Tove Jansson, The True Deceiver. This is the other novel with an introduction that I wish just had not. Just please don’t. It’s about trust and innocence and small towns and relationships, insiders and outsiders. It’s very brief and very cutting, and if you’re thinking, oh, the Moomins are so much fun, this will be a nice book, no, it is not at all a nice book.

Anne Lamott, Bird by Bird. Reread. This was also not particularly useful for me at this point in my writing process, but I think for the opposite reason to the Natalie Goldberg books.

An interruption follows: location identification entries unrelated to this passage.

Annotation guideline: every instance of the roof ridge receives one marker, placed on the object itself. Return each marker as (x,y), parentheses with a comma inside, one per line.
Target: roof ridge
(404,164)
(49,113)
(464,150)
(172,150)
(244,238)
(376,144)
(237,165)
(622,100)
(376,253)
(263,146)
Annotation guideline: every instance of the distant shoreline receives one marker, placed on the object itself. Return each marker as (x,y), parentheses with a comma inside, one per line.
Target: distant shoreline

Anne Lamott has written several things that are not how-to-write books, she is not at all in love with the sound of her own navel clapping, but I really don’t find the level of hostility that she nurtures (under the pretense of not nurturing it) at all useful at this stage of life, and the little bits of writing advice are not for me any more. So that can also go in the bag to take to the used bookstore.

Dinaw Mengestu, How to Read the Air. This was the story of two marriages failing, thirty years apart. It was beautifully written. One was the marriage of two Ethiopian immigrants, the other their son’s marriage. It was people failing to connect and failing to communicate, over and over again, with gorgeous detail, for the entire book. You will need quite a lot of tolerance for sadness if you read this book, and I picked it up at a time when I did not perhaps have as much as it wanted me to. I kept reading it, because it was very well done. But know what you’re getting into, time it carefully, if you and this book are going to have a time together.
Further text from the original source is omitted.